Hierarchical clustering is a method of cluster analysis which seeks to build a hierarchy of clusters. It is one of the oldest clustering techniques, and is a method of agglomerative hierarchical clustering.

What is Hierarchical Clustering?

Hierarchical clustering is a method of cluster analysis which seeks to build a hierarchy of clusters. It is one of the oldest clustering techniques, and is a method of agglomerative hierarchical clustering. This means that at each step, two clusters are merged until only one cluster remains.

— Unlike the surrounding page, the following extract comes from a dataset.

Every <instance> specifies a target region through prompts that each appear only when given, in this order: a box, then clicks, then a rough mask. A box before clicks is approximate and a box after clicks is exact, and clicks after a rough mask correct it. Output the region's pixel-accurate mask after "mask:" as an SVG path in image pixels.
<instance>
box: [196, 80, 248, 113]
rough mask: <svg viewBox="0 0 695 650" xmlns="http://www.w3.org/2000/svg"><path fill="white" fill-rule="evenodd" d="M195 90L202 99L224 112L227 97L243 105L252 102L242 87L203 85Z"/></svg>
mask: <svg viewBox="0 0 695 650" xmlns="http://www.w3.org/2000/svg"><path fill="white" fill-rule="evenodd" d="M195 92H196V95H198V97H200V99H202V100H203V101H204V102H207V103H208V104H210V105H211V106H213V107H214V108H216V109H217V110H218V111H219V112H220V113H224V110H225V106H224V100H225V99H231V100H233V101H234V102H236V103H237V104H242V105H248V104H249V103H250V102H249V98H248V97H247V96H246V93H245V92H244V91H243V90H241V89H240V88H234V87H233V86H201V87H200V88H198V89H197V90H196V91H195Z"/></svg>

Steps in Hierarchical Clustering

  1. Single Linkage Clustering: The distance between two clusters is the minimum distance between any two points in the two clusters.
  2. Complete Linkage Clustering: The distance between two clusters is the maximum distance between any two points in the two clusters.
  3. Average Linkage Clustering: The distance between two clusters is the average distance between all pairs of points in the two clusters.

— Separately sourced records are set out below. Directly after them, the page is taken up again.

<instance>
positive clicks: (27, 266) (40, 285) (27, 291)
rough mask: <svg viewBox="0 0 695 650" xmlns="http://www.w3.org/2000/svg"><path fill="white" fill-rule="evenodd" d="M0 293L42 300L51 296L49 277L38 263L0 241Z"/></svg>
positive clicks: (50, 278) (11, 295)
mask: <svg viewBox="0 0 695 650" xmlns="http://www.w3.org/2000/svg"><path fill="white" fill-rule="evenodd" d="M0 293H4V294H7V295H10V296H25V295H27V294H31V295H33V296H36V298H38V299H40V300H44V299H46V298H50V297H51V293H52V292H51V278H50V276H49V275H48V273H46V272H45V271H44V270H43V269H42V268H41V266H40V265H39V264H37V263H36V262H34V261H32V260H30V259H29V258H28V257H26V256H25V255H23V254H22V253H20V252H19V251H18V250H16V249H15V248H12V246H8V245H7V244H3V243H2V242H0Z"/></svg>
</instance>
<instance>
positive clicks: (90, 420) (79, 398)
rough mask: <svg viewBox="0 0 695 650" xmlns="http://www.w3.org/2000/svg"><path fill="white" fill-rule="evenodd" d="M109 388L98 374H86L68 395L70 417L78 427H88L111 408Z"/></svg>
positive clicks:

Applications of Hierarchical Clustering

Hierarchical clustering has a wide range of applications, including:

  • Market Basket Analysis: To identify groups of customers who purchase similar items.
  • Image Segmentation: To segment images into different regions.
  • Document Clustering: To group similar documents together.

Further Reading

For more information on hierarchical clustering, you can visit our Clustering Algorithms tutorial.

Example

Let's consider a simple example of hierarchical clustering with two points:

  • Point A: (2, 3)
  • Point B: (5, 7)

Using single linkage clustering, the distance between these points is:

d(A, B) = sqrt((2 - 5)^2 + (3 - 7)^2) = sqrt(9 + 16) = 5

Using complete linkage clustering, the distance between these points is:

d(A, B) = max(|2 - 5|, |3 - 7|) = max(3, 4) = 4

Using average linkage clustering, the distance between these points is:

d(A, B) = (|2 - 5| + |3 - 7|) / 2 = (3 + 4) / 2 = 3.5

In this example, we can see that the average linkage clustering produces a distance of 3.5, which is the smallest of the three methods. Therefore, the points are most similar according to average linkage clustering.